PracHub
QuestionsPremiumCoachesLearningGuidesInterview Prep

Quick Overview

This question evaluates understanding of persistent/versioned data structures, iterator semantics, concurrency control, and complexity-aware design for mutable sets, and is categorized under Coding & Algorithms.

  • Medium
  • Databricks
  • Coding & Algorithms
  • Software Engineer

Implement a snapshotable set with iterators

Company: Databricks

Role: Software Engineer

Category: Coding & Algorithms

Difficulty: Medium

Interview Round: Onsite

Implement a SnapshotSet data structure with the following API: add(x), remove(x), contains(x), snapshot() -> sid, and iterate(sid) -> iterator over the elements as of snapshot sid.
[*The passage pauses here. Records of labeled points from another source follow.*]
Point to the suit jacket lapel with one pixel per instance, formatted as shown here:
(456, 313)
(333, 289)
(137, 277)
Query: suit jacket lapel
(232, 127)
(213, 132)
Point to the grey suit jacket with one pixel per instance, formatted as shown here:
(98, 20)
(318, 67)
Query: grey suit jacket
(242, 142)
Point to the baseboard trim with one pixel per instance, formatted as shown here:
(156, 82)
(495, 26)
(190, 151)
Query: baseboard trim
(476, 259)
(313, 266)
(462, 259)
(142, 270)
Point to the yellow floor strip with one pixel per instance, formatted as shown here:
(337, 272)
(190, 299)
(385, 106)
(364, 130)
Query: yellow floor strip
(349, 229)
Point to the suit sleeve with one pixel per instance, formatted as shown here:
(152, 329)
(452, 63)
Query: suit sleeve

Support many concurrent snapshots while allowing the live set to change. Optimize for O(log n) updates and O( 1) iterator next on average. Discuss design choices (copy-on-write, persistent balanced tree, or versioned hash buckets), memory usage, and snapshot reclamation. Provide unit tests for empty set, deletions before/after snapshots, and concurrent mutation during iteration.

Quick Answer: This question evaluates understanding of persistent/versioned data structures, iterator semantics, concurrency control, and complexity-aware design for mutable sets, and is categorized under Coding & Algorithms.

Implement a snapshotable integer set that supports many coexisting snapshots while the live set keeps changing. The live set supports these conceptual operations: - add(x): insert x into the live set - remove(x): remove x from the live set if present - contains(x): check whether x is in the live set - snapshot(): save the current live set and return a snapshot id sid - iterate(sid): return an iterator over the elements that existed in snapshot sid For an online judge, you will process a sequence of operations instead of exposing a class directly. The iterator API is modeled with two operations: - ('iterator', sid): create an iterator for snapshot sid and return an iterator id iid - ('next', iid): return the next element from that iterator in increasing order, or None if exhausted Important rules: - Snapshot ids start at 0 and increase by 1. - Iterator ids start at 0 and increase by 1. - Adding an existing value does nothing. - Removing a missing value does nothing. - contains(x) always checks the current live set, not a snapshot. - Iterators must be isolated from later mutations to the live set. Return a list containing the results of every operation that produces output, in order: - contains -> bool - snapshot -> int - iterator -> int - next -> int or None Interview discussion note: a full design discussion would compare copy-on-write (simple but expensive updates), versioned hash buckets (good lookups but awkward ordered iteration), and persistent balanced trees. For this coding task, aim for the persistent balanced-tree style solution. Snapshot reclamation can be handled by dropping unused snapshot roots/iterators so unreachable nodes are garbage-collected.

Constraints

  • 1 <= len(operations) <= 200000
  • Values are integers in the range [-10^9, 10^9]
  • Snapshot ids and iterator ids used in the input are valid
  • Target complexity: add/remove/contains in O(log n) expected, snapshot in O(1), iterator creation in O(log n), and next in O(1) amortized

Examples

Input: ([('snapshot',), ('iterator', 0), ('next', 0), ('contains', 5)],)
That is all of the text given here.